Inspection Unit 3A

Types of Inspections

This section breaks down the inspection process into its component parts. A complete inspection will require all these sections. However, if you only need to do one of them, then the appropriate lesson should provide a good introduction.

Inspection by Phone

When your customer calls, it is necessary that you gather information that will assist you in being prepared to respond to their situation. Like a reporter you need to get as accurate a perspective on the story as possible. Keep the client focused on the present. I have found that customers like to begin talking about their first encounter with wildlife 5 years ago. Coach the client to talk only about the present situation. Remember, your client will often be quite distressed. Generally speaking, what occurred longer than 6 months ago is useless unless the problem has continued from that time to the present. The client should provide you with the following information:

1. The general location and kind of noises heard. The reason for this question lays in the way the answer helps you narrow down the portion of the house where the problem is occurring. Keep in mind that noises will usually be heard in the rooms that people spend the most time in. So don’t be surprised if the bedroom or living room become frequent sites of the complaints. I also want to point out that noises are incredibly unreliable as a clue. I consider noise as important as pain is to a doctor. All noises tell you is that there is a problem. It doesn’t tell you what the cause of the problem is. Raccoons sound like elephants, squirrels like raccoons, and mice sound like squirrels. (Customers tend to amplify the sound).

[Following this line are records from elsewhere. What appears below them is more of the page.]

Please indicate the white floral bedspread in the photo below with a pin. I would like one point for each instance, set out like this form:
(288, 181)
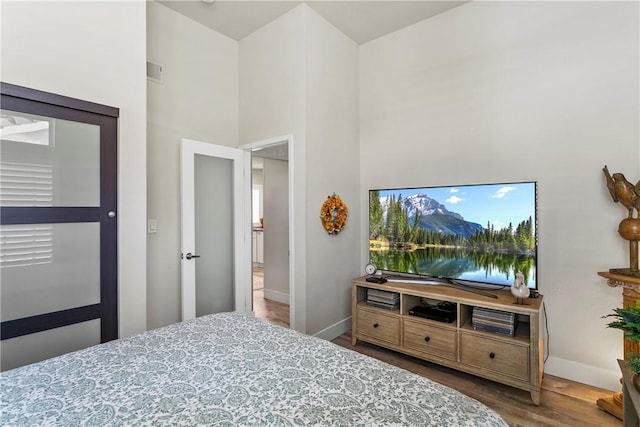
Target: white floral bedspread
(228, 369)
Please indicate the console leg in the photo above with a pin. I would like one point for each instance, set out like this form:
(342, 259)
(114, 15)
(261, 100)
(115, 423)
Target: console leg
(535, 396)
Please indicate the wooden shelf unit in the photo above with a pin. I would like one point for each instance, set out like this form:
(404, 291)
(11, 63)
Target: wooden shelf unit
(516, 361)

2. How have they responded to the problem so far? This question tells you whether or not the animal may have changed its habits due to trapping, poison, or harassment. Trap-wise animals can be difficult to catch if the client has already educated them.

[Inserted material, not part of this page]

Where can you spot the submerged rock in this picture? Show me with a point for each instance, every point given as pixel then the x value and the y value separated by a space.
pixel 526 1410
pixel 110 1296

3. When did they first notice the problem and is the problem noted on a consistent basis? For example, do they hear noises regularly? It is interesting to note that usually the female of the house hears the noise before the male.

4. What species of animals have they seen on their property? This question has limited value as some species are nocturnal (forage at night) like flying squirrels, raccoons, skunks, etc.

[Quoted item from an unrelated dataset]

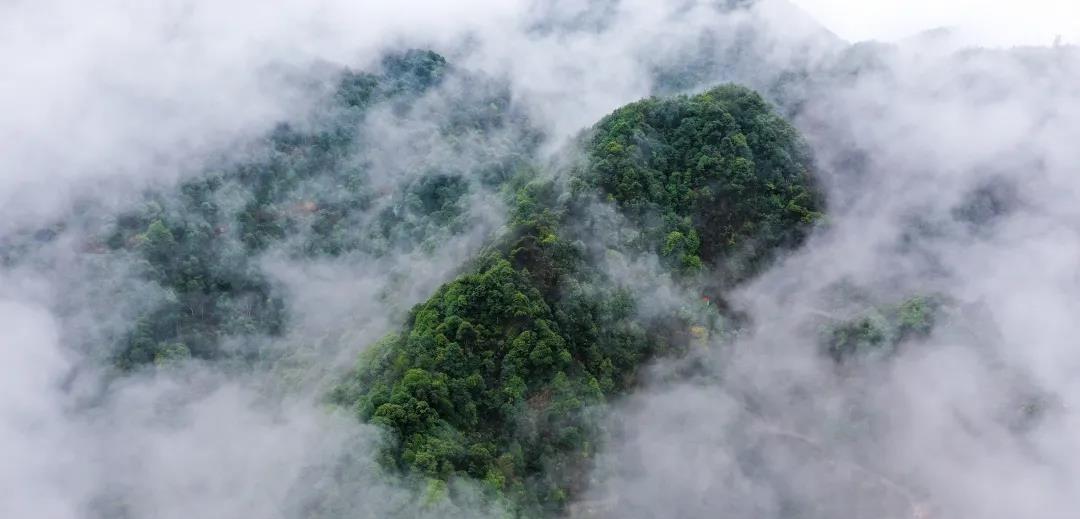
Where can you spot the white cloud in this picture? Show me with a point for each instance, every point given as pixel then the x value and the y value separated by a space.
pixel 998 23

5. Have they seen anything unusual lately such as their dog’s food being scattered about? Again you are looking for patterns and possible food sources.

With answers to these questions in hand, you are now ready to make an appointment and inspect the property. When you make your inspection appointment try to schedule it during daylight hours when it isn’t raining or snowing. This optimizes your inspection in that you can see better in the corners, etc. Also try not to work when there are strong contrasting shadows. A high sun casts heavy shadows, making it difficult to evaluate dark spaces. Inspecting in daylight hours will not only help you see the outside of the house but the light will help illuminate holes in the attic when inspecting there. Before finishing your phone call with your client, ask them to remove any barriers to crawl spaces and attic hatchways before you arrive. Having this done before your arrival will assist you in making the best of your time inspecting.

Of course, these questions are best served for those who plan to get into the animal damage control field. If you don’t wish to trap and control wildlife, then I would suggest asking more questions. For if you ask too many then your client may figure out the problem and you will be out of a job.